AIMING to put the importance of the Murray-Darling Basin Plan back on the agenda, a series of meetings were held across the basin recently called the Healthy Rivers Roadshow.
The roadshow was supported by the Lifeblood Alliance, which includes the Australian Conservation Foundation, Murray Lower Darling Rivers Indigenous Nations, Conservation Council SA and Environment Victoria, and were organised by community members leading action on the ground.
The 11 meetings, which ran from Dubbo, NSW, to Wodonga, Vic, and down to the Murray Mouth in SA, aimed to give local communities a chance to voice their ideas and concerns in the lead-up to community lobbying during National Water Week, which begins on Saturday in Canberra.

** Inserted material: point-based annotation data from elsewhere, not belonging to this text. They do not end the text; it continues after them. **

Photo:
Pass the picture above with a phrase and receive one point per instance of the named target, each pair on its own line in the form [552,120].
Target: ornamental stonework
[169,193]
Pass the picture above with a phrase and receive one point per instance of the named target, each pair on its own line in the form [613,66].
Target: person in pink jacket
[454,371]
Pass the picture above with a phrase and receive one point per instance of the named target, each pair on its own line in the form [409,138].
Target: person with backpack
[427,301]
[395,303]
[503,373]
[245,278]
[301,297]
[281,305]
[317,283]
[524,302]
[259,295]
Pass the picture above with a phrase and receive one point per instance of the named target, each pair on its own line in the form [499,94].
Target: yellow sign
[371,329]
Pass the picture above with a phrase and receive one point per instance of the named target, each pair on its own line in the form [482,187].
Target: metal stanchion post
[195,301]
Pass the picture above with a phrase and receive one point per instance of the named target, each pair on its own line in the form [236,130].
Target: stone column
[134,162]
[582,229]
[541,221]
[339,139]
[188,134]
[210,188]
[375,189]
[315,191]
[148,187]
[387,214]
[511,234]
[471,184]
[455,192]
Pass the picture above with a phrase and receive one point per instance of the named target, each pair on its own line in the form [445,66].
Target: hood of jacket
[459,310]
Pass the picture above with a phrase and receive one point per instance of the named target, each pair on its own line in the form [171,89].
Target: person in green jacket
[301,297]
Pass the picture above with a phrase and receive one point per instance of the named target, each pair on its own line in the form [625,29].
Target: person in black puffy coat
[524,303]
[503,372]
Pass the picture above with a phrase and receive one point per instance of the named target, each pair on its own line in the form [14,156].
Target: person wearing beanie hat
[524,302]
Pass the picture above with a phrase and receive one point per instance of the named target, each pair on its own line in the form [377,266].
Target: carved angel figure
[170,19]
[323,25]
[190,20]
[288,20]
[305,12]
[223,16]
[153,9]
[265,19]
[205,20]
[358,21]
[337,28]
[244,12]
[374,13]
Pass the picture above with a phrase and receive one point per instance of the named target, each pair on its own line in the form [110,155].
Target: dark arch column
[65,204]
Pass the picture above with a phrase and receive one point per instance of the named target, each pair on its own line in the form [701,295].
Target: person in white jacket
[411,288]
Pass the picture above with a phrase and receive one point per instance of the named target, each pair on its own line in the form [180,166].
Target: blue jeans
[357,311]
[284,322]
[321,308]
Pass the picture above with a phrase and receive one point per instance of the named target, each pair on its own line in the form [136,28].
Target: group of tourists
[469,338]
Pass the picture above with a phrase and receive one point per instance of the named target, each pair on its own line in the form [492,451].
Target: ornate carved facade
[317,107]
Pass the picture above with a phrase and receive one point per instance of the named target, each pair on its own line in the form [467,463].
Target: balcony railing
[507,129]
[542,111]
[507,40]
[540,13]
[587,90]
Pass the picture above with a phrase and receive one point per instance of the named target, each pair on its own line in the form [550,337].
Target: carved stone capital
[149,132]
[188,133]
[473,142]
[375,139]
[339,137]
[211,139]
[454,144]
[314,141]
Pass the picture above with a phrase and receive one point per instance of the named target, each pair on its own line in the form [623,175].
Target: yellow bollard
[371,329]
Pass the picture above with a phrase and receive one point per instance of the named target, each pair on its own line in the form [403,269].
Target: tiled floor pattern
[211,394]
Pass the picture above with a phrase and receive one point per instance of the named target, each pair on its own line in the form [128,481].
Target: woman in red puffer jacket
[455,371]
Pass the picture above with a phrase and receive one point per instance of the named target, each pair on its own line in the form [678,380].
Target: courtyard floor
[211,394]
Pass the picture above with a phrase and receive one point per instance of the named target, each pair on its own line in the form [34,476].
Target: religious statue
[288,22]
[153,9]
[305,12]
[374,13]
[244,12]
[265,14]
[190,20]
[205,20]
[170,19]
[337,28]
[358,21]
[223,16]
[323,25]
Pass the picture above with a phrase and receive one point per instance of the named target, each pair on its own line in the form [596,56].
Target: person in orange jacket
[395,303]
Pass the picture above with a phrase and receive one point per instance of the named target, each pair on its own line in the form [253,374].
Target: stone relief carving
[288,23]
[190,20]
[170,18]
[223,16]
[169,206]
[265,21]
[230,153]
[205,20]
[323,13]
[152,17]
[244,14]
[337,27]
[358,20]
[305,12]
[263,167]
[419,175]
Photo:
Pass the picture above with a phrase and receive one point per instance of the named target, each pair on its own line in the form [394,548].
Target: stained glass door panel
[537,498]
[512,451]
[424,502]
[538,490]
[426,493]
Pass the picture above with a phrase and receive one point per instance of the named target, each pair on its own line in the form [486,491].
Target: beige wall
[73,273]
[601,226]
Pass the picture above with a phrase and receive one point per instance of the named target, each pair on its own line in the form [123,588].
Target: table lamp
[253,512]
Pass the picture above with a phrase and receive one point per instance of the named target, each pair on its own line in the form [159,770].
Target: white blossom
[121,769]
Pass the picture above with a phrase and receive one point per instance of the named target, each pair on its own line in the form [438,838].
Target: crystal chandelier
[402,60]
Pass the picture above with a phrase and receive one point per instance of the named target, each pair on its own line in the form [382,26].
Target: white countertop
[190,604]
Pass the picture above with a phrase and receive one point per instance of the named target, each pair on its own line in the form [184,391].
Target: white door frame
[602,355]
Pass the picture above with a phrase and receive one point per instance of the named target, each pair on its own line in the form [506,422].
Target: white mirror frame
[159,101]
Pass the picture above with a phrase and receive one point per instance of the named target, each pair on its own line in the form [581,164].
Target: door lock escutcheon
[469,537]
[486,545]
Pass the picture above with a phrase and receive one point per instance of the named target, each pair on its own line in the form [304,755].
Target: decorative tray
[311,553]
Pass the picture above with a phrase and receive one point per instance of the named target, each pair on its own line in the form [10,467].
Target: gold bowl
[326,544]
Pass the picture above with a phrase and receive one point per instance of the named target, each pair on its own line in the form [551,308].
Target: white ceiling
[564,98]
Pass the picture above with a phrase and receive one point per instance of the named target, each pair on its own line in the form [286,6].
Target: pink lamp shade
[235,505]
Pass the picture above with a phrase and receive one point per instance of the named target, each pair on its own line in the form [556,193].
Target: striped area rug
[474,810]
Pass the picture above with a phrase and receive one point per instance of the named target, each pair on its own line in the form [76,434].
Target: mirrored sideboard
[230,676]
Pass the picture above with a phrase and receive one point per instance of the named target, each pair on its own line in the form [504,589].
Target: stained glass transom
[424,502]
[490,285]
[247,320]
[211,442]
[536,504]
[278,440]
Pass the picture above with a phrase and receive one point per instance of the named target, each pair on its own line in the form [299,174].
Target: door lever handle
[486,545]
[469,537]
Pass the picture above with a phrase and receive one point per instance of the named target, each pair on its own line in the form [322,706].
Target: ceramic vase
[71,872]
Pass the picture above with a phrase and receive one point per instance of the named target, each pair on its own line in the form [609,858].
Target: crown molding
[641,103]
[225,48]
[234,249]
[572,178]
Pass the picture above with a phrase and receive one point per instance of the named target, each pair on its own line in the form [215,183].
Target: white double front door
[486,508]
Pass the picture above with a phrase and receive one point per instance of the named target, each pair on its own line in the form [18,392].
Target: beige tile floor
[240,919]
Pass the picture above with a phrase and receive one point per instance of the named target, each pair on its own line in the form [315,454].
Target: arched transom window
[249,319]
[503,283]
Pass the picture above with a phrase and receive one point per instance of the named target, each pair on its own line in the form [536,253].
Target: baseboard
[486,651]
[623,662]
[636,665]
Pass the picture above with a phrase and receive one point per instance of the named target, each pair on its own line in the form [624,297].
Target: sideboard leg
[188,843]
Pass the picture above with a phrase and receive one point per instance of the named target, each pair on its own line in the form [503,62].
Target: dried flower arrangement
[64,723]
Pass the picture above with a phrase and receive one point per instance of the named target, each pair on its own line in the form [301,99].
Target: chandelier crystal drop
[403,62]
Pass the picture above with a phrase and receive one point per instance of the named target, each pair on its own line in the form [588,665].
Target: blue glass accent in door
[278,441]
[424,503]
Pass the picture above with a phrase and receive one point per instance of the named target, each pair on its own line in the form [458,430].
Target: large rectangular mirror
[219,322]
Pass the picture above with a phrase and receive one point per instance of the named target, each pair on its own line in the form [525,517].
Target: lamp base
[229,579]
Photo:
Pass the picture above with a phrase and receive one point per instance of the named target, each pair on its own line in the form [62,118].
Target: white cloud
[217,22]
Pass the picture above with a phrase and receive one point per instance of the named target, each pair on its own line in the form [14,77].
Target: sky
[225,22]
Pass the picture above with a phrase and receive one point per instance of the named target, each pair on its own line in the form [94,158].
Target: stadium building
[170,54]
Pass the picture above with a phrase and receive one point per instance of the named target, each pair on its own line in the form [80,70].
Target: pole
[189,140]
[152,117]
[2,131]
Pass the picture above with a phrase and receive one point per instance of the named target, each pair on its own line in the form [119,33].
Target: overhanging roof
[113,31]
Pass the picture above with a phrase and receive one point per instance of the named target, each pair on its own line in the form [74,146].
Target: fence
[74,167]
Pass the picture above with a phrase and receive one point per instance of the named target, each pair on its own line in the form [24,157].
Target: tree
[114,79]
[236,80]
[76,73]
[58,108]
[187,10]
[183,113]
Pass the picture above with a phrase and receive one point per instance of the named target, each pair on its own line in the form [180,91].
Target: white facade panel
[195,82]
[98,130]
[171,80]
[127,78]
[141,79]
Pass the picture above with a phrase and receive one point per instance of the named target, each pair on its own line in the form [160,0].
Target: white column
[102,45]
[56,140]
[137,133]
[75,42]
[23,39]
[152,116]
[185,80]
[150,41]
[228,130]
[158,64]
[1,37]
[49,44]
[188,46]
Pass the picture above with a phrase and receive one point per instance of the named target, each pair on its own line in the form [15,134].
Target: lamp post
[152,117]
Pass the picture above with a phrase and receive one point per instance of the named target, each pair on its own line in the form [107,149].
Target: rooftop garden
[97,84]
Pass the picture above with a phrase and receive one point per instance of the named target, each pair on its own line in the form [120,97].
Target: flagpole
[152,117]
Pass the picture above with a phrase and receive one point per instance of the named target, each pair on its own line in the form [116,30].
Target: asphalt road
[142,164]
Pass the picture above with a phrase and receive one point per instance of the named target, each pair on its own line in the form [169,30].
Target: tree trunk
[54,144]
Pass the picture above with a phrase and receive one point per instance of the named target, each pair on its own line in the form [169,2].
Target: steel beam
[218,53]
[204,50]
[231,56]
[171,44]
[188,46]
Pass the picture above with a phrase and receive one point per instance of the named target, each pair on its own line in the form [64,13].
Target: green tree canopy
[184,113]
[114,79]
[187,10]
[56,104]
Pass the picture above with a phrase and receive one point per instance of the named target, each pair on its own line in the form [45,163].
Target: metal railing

The 700 or so attendees heard from local community members, including river management experts, bird lovers, traditional owners, irrigators, pastoralists and artists, and were given advice on how to get involved in standing up for the basin plan, sign petitions and record video messages for decision-makers in Canberra.
Lower Darling Healthy Rivers fellow and Far West NSW grazier Katharine McBride said it was important people across the basin stood up and supported the MDB Plan.
“With the recent corruption allegations being made on Four Corners, and various other distracting actions going on between the states, we are deeply concerned some states have no intent on making sure the MDB Plan is implemented,” she said.
“We can’t let the basin plan be eroded. We need it implemented on time and in full and we need greater transparency around how that plan is implemented and how money allocated is being invested.”
Five meetings were held in SA, where Mrs McBride said the health of the River Murray, Coorong and the Lower Lakes were of concern, while at the Broken Hill and Menindee meetings in Far West NSW, the $500-million Menindee Pipeline Project was a hot topic.